Dirjen Keuangan Daerah Kemendagri, Reydonnyzar Moenek akan terus mendorong adanya proses dialogis antara DPRD dengan Ahok. Jika hingga batas waktu yang ditentukan, yakni 13 Maret 2015, kedua belah pihak tidak mencapai kata sepakat, maka Kemendagri akan mengambil keputusan untuk memastikan APBD tidak tersandera dinamika politik.
"Tentu kalau tidak mencapai titik temu Kemendagri bisa mengambil alih," kata dia.
"Opsi terakhir adalah melaksanakan pagu anggaran 2014 yang muncul pada angka perubahan. Tapi harus ada solusi, karena intinya APBD tidak boleh tersandera dinamika politik, semua program harus terjamin."

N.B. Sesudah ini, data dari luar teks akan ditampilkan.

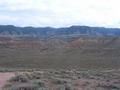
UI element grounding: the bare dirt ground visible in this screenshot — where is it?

Polemik antara Basuki dengan DPRD Jakarta bermula dari pengajuan anggaran APBD melalui e-budgeting yang dilayangkan Ahok ke Kemendagri. Sayangnya anggaran APBD yang diajukan Basuki itu tanpa tanda tangan persetujuan DPRD Jakarta.
DPRD Jakarta menilai pengajuan anggaran e-budgeting itu bagaikan surat bodong. DPRD kemudian menggunakan hak angket terkait keputusan Ahok itu.
Ahok sendiri menekankan e-budgeting bisa diajukan tanpa tanda tangan DPRD DKI Jakarta. Ahok juga menyatakan sengaja tidak meminta persetujuan dana APBD agar 'dana siluman' pengadaan alat UPS senilai Rp12,1 triliun yang telah dicoretnya tidak muncul lagi. Ahok kemudian melaporkan dugaan adanya 'dana siluman' pengadaan UPS ke pihak terkait.